El tabaco es una de las causas principales de morbilidad y mortalidad en todo el mundo.  En España se estima que mueren al año alrededor de 7 millones de personas, a causa del tabaco. Debido a ello, se han ido desarrollando, a lo largo de los años, diversas políticas destinadas a la prevención y abandono del consumo de tabaco, especialmente de concienciación de los problemas para la salud que este causa. Sin embargo, pese a existir un mayor conocimiento por parte de la población, el elevado consumo continua, especialmente entre los más jóvenes, y como consecuencia los diversos problemas que acarrea para la salud . 

 

Uno de los grandes problemas del consumo de tabaco es la dependencia que genera, tanto a nivel físico como psicológico. 

 

Desde la primera inhalación de nicotina, esta tarda únicamente siete segundos en producir sus efectos, a través de los cuales la persona fumadora se encuentra más hábil mentalmente, es decir siente que su capacidad de concentración aumenta, se siente más relajado y un estado de ánimo menos variable. Por lo que, el cerebro siente una excitación casi inmediata, produciendo un estado de placer que se quedará fijado en la memoria y que generará una necesidad en el cuerpo de volver a ser excitadas. Por otro lado, la persona que presenta una dependencia física al tabaco, sufrirá a su vez un síndrome de abstinencia ante la ausencia de consumo. Se presentarán síntomas conductuales (Conductas agresivas, impulsivas…), psicológicos  (irritabilidad, frustración…) y físicos (mareos, cefaleas…). 

 

La dependencia psicológica al consumo de tabaco, se produce una vez que la persona ya lo ha instaurado en su vida como un hábito y por lo tanto, genera determinadas asociaciones de diversas situaciones de su día a día con el consumo de tabaco. Habitualmente son las situaciones sociales las que más se asocian con este acto, como en las fiestas, en los bares o salir a fumar con los compañeros en el descanso del trabajo. Todo ello genera situaciones placenteras que hacen que la asociación sea mucho mayor, pues el refuerzo positivo que se consigue es potente. Tal es la adicción psicológica que esta problemática está incluida en el manual diagnóstico y estadístico de los trastornos mentales (DSM 5), lo cual deja claro que la adicción al tabaco no solamente concierne a lo físico sino que también supone un grave problema psicológico. 

 

Pero, ¿qué hacer cuando uno ya tiene una adicción? ¿Cúal es la mejor manera para dejarlo?

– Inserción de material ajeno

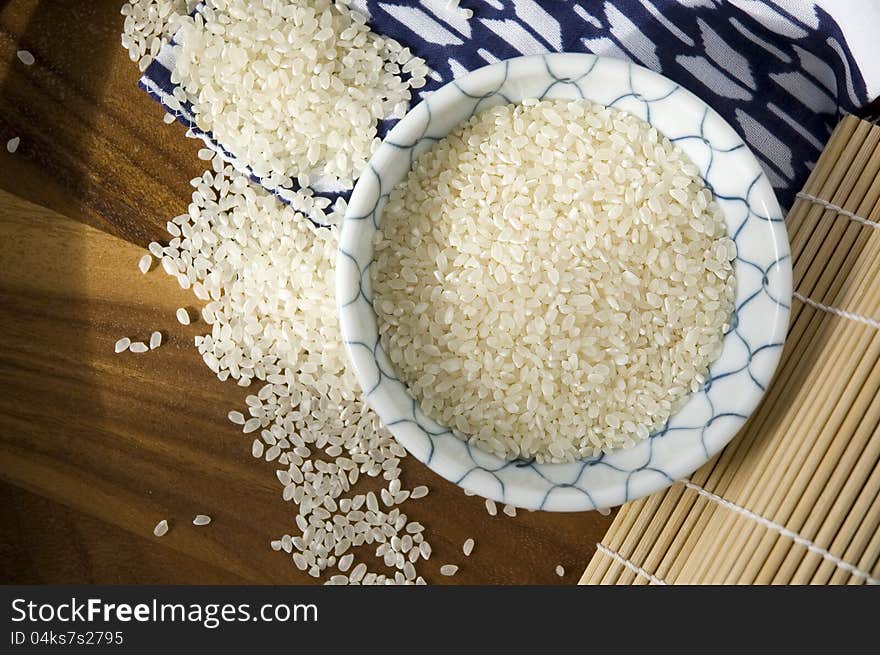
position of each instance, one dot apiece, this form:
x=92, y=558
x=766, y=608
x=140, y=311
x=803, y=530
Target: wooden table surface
x=95, y=447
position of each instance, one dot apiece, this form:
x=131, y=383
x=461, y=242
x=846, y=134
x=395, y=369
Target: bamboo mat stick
x=815, y=410
x=872, y=554
x=844, y=520
x=806, y=491
x=862, y=154
x=808, y=460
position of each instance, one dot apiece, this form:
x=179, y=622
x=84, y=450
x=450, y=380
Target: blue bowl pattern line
x=752, y=346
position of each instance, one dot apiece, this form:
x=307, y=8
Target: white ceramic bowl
x=737, y=379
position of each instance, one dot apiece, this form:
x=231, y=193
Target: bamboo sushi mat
x=794, y=498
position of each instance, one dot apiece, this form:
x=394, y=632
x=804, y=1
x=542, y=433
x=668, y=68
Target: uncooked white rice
x=552, y=280
x=269, y=274
x=148, y=26
x=264, y=75
x=144, y=263
x=25, y=57
x=419, y=492
x=448, y=569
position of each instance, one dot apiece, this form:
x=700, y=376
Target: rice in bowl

Debido al impacto que tiene el tabaco sobre la salud, se han desarrollado numerosos tratamientos dirigidos a ayudar a los consumidores a dejar este hábito. 

La investigación señala que, los tratamientos más efectivos son aquellos que incluyen un tratamiento farmacológico y psicológico, como se ha mencionado antes, el tabaco genera una adicción física y psicológica. 

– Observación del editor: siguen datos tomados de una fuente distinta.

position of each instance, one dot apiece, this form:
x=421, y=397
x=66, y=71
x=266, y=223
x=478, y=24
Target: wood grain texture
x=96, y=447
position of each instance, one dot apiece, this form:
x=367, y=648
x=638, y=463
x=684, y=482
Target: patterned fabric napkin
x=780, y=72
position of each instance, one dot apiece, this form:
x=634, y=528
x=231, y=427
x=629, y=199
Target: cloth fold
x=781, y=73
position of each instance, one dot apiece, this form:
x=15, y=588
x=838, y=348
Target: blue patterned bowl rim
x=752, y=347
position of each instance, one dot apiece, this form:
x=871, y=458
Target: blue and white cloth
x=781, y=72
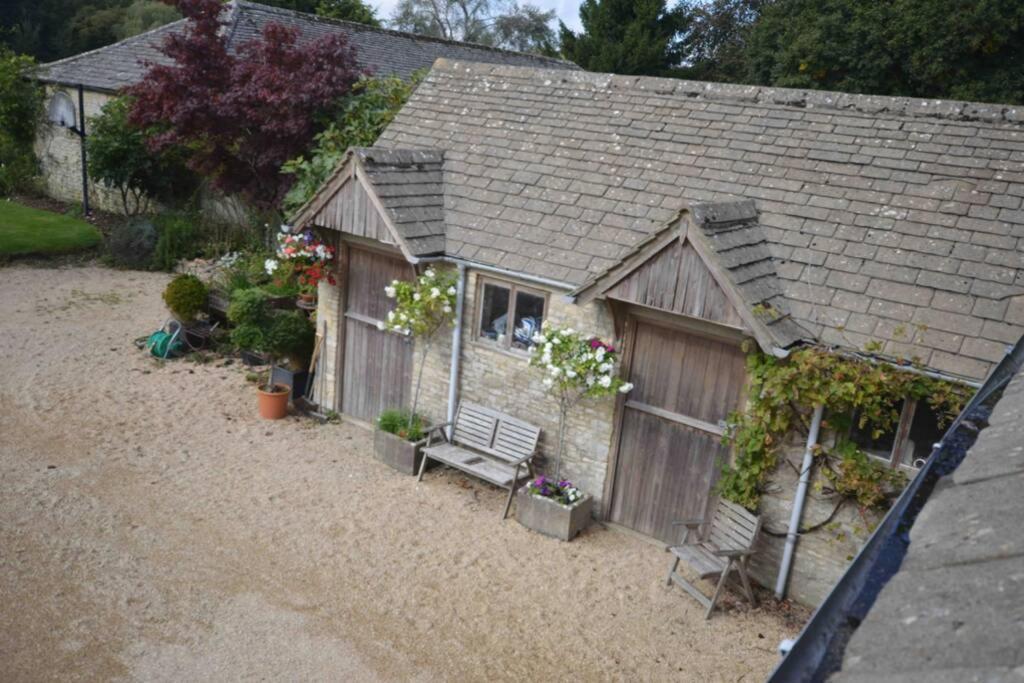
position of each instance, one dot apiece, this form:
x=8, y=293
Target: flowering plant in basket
x=561, y=492
x=308, y=256
x=576, y=367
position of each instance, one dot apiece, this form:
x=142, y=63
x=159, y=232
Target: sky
x=567, y=9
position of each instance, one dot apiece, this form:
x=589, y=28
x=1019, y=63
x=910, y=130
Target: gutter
x=798, y=503
x=456, y=360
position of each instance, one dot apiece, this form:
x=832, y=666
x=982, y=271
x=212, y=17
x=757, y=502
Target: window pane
x=528, y=316
x=880, y=446
x=925, y=432
x=495, y=313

Sin embargo, es importante señalar que no existe un único tratamiento que sea adecuado para todas las personas, sino que debido a las características personales, cada persona puede obtener mayor  beneficio de un tratamiento diferente. La adicción al tabaco, como todas las adicciones tiene un componente psicológico importante por lo que en muchas ocasiones la ayuda de un profesional facilita y asegura resultados a más largo plazo. 

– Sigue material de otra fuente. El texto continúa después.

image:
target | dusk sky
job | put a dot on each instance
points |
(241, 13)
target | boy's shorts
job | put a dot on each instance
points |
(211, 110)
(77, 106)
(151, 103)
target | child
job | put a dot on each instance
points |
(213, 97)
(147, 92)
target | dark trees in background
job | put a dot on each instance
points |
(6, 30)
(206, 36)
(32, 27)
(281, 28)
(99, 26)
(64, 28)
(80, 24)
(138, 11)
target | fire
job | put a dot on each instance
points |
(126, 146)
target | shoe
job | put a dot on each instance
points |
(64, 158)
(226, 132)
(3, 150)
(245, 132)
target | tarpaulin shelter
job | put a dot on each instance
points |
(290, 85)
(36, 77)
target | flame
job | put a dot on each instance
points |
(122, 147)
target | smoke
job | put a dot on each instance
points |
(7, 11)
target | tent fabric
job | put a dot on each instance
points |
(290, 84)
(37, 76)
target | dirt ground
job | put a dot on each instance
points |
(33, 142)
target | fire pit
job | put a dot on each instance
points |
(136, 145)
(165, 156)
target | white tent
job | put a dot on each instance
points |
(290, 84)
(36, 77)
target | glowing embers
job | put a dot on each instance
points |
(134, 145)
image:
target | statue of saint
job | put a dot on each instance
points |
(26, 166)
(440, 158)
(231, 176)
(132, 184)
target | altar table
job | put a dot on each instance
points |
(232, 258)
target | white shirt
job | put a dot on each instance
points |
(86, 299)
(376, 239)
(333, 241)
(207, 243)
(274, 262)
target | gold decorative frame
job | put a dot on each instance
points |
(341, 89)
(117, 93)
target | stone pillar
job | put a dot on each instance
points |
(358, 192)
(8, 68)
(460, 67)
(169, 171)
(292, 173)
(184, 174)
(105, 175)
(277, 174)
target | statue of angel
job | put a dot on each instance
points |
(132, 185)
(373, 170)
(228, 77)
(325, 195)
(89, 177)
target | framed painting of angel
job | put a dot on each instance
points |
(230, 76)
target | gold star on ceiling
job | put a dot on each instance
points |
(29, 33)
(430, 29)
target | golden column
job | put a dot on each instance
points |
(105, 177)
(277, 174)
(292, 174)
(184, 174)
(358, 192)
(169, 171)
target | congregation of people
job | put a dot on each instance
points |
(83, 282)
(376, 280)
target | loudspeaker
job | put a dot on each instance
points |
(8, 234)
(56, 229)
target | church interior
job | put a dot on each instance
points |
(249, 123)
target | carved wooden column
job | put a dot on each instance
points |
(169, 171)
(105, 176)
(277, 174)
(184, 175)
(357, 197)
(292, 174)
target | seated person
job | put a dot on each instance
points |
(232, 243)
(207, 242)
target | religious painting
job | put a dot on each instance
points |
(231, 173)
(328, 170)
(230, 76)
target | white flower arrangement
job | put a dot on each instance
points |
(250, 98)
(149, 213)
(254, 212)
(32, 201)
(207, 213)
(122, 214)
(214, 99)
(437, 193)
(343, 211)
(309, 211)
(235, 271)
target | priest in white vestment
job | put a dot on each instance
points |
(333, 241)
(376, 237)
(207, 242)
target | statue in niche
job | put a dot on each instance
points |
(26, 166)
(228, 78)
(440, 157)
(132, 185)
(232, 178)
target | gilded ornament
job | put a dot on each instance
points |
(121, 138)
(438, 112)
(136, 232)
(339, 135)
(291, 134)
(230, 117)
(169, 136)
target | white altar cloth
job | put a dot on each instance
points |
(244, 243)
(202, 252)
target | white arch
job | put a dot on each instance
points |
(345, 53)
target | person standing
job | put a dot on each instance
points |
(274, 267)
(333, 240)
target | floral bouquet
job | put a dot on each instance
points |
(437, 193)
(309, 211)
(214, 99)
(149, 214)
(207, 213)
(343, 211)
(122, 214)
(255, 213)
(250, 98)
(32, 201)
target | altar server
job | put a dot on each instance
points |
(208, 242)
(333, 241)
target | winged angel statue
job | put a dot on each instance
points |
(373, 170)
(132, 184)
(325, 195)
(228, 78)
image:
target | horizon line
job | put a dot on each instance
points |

Por último, señalar que el Ministerio de Sanidad, Consumo y Bienestar Social, ha desarrollado una App para el móvil para dejar de fumar, la cual ha sido desarrollada por la Sociedad Española de Especialistas en Tabaquismo (SEDET). A través de la aplicación, se proporciona ayuda y consejos para dejar de fumar. Ayuda con los hábitos relacionados con fumar, con el autocontrol, el síndrome de abstinencia, contabiliza el ahorro semanal… Asimismo, existen en la actualidad tratamientos subvencionados por la sanidad pública para ayudar a dejar de fumar.